In bending and tensile tests, it has been shown that the coating produced according to the invention peels off like a concertina. Micrographs showed after applying the protective layer and the subsequent melting, that no material separations or microstructural changes in the base material were present.

Claims (9)

1. Thermal spraying method for producing a protective layer on metallic walls subjected to hot flue gases in a plasma spraying method, in which method a self-flowing metal alloy is applied as powder to the metallic walls, characterized in that the self-flowing metal alloy has a grain size of 90 to 180 µm, wherein the protective layer is only partially melted with a neutral flame after it has been sprayed on, wherein the protective layer is only heated to such a temperature that a diffusive bond between the protective layer and the base material is avoided, wherein the self-flowing metal alloy contains nickel as the main constituent.
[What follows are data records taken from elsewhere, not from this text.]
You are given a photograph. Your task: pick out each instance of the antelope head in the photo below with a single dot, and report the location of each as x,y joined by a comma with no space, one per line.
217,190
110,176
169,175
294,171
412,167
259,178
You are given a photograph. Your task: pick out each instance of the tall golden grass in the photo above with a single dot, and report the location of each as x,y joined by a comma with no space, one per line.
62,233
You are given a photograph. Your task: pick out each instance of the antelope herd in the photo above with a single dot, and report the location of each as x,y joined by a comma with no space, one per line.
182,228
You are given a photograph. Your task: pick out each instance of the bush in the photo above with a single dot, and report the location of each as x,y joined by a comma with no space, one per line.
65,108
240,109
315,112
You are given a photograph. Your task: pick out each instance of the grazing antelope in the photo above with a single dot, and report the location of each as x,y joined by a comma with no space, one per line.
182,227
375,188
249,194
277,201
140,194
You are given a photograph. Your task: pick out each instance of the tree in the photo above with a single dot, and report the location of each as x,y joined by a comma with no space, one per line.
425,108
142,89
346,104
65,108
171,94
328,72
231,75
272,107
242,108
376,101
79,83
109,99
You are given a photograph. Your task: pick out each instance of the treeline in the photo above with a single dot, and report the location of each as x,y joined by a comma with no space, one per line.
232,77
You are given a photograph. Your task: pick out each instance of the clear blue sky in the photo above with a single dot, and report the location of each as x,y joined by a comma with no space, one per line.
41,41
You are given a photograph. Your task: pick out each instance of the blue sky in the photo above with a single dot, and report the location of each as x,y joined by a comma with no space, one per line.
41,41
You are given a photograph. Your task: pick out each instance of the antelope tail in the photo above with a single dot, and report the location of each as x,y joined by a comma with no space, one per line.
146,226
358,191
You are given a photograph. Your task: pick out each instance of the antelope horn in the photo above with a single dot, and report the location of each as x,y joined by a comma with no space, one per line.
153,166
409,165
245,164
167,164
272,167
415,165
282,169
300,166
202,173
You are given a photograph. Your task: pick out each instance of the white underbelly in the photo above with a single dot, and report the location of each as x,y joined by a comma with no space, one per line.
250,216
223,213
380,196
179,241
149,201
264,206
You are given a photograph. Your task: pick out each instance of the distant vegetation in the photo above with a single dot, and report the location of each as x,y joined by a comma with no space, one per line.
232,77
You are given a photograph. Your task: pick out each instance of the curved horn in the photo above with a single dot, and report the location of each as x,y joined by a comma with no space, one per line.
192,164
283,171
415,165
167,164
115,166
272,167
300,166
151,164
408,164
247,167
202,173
2. Thermal spraying method according to Claim 1, characterized in that the layer thickness of the protective layer after it has been sprayed on is 0.2 to 1 mm.
3. Thermal spraying method according to Claim 1 or 2, characterized in that the layer thickness of the protective layer after it has been sprayed on is 0.3 to 0.6 mm.
4. Thermal spraying method according to one of the preceding claims, characterized in that the porosity of the protective layer before it is partially melted is 0.5 to 3%.
5. Thermal spraying method according to one of the preceding claims, characterized in that the powder used is a self-flowing metal alloy containing at least the following constituents: 77.35% by weight Ni; 11.5% by weight Cr; 0.65% by weight C; 2.5% by weight B; 3.75% by weight Si; 4.25% by weight Fe.
6. Thermal spraying method according to one of the preceding claims, characterized in that the hardness of the protective layer after it has been partially melted is 48 to 52 HRC.
7. Thermal spraying method according to one of the preceding claims, characterized in that the powder is heated to a temperature of approximately 25°C before it is sprayed on.
8. Thermal spraying method according to one of the preceding claims, characterized in that a plasma spraying method is used to spray the protective layer onto metallic walls of boiler tubes which are subjected to hot flue gases.
9. Use of a powder made of a self-flowing metal alloy having a grain size of 90 to 180 µm for a thermal spraying method for producing a protective layer on metallic walls subjected to hot flue gases, according to one of the preceding claims, wherein the protective layer is only partially melted with a neutral flame after it has been sprayed on in a plasma spraying method, wherein the protective layer is only heated to such a temperature that a diffusive bond between the protective layer and the base material is avoided, wherein the self-flowing metal alloy contains nickel as the main constituent.